To help you understand what I mean, let me give you an example. Let's assume that you're watching the American Idol on FOX. Instead of just watching the show, you jump on Twitter or Facebook and hold discussions about the contestants. This common occurrence is not limited to Twitter or Facebook. In fact, being social while watching television may involve a number of other popular networks and applications. Some of the tools discussed last night include:
From a general point of view, these applications allow viewers to check-in to a show or movie, exchange opinions about what they're watching, or engage with the digital content to learn more about its cast, characters, and behind-the-scene details. As some would describe it, the tools provide a virtual water cooler.
Here Come The Marketers
During our discussion, I believe it was Ryan Boyles who first spoke about the divide between consumers and marketers. Social TV, to the viewer, is just a fun way to watch shows; however, to the marketer it is a way to increase brand awareness and loyalty.
Earlier, I mentioned that viewers could check-in to a show or watch bonus material by way of the mobile and web apps. Well, marketers are hoping that we'll use these tools to spread the word and increase consumption. According to Tim Arthur, we are and he referenced a Superbowl advertisement about Ferris Bueller to prove it.
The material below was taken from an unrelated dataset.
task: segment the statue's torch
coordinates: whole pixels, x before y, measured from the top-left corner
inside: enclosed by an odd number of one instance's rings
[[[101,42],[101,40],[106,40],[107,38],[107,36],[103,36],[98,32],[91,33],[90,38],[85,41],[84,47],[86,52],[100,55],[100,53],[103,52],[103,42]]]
To Ryan, marketers are ruining the original purpose of these tools by encroaching in our private lives. Greg disagrees. In fact, Greg supports marketing efforts and even shares some ideas on how to maximize the opportunity. To drive his point home, Greg spoke about the cable companies and their failure to capitalize on collected data. Why aren't they (cable companies) recommending shows to watch when they clearly know my viewing habits? Did I mention that also includes the Bachelor?
After The Show It's An After Party
While the event seemed to last for only a few minutes, we talked for an hour or more. During that time, we shared our favorite shows and showcased our various entertainment centers. Some of us chose to cut the cable cord while others fully embraced it. That wide spectrum of solutions offered an insightful discussion on viewing habits.
Overall, I think the panel discussion went well. If given the time, we could have easily explored the LCD vs. LED vs. Plasma debate as well as other closely related subjects. However, the night was getting late and many had return home in preparation for work in the morning.
For those that stuck around, we had the opportunity to tour the studio and learn how the station makes the magic happen.
The most memorable moment was walking on the set and taking a picture in front of the green screen. While playing around, I saw Penn Holderness and the weather guy. Too bad Sharon Tazewell wasn't around because I would have paid money to get a picture with her.
Let me take a moment to give a quick shout out to my friend Wayne Sutton, who showed up in support of the meeting. Also, I'd like to thank NBC-17, Triangle Social Media Club, Lisa Sullivan, and all those who helped make that night a success.